The members of Youngblood, however, seem to have no such grounding in the morality of Captain America. They make use of lethal force from the very beginning when one of their members uses his psychic powers to cause the head of the Saddam-look alike to explode. While his team leader verbally chastises him for his failure to abide by some vague set of rules of engagement, the lack of any substantive repercussions is telling. This super-human did what many readers no doubt would have liked to have seen happen. Considering later events in Iraq with the public execution of Iraq’s ex-dictator in 2006, it would seem the lack of response to this form of violence is equally telling about its readership. Not only did it condone such violence, but it would also appear Liefield was tapping into an already existing desire on the part of the reading public to view such events. While Steve Rogers battled with notorious villains such as the Red Skull, at no time do we see him employing this super strength and unbreakable shield to smash the Nazi’s head into a bleeding pulp, regardless of whether or not he merited such treatment. Both parties were constructed by their respective governments to act on behalf of the interests of their country. Both Captain America and Prophet are men out of their times – locked in stasis towards the end of World War II – and brought back into the modern era to serve a new generation of bureaucracy. And yet, it is with Prophet that we see a man out of his time who seems in no way out of place as he proceeds to deliver a super-powered beating to his opponents in ways far more excessive and violent than Steve Rogers was depicted up to this point in time at Marvel.

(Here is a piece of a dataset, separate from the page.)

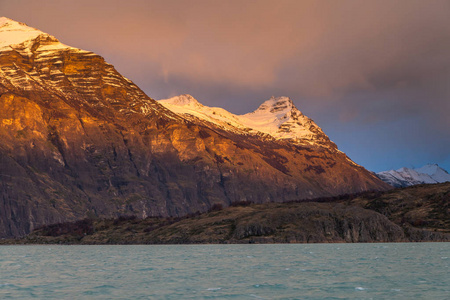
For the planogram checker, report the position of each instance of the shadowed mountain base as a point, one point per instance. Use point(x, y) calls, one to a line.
point(415, 214)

Liefield’s enthusiasm for the hyper-realistic depiction of his super-heroes is obvious in the ways in which the muscles of his characters seem to be stretched and swollen well beyond the slightly exaggerated depictions of human physique as seen in Jim Aparo’s contemporary Batman work, or Mark Bagley’s rendering of Spider-man at the time. And it is this use of force that appears to drive the majority of conflict resolution and the overall narrative in these initial issues. If “might makes right,” then these characters had more than enough firepower to back up their claims to legitimacy as super-heroes. And yet, it is this lack of depicting greater nuance and depth into the conflicts these super-powered beings experience – both mundane and epic in nature – that opened Youngblood (and many of the other early Image publications) up to much of the criticism they received, particularly in the years to follow.
 I am deliberately using masculine gendered language here as there is little indication that many (if any) of the early Image Comics were being marketed to anyone other than male readers.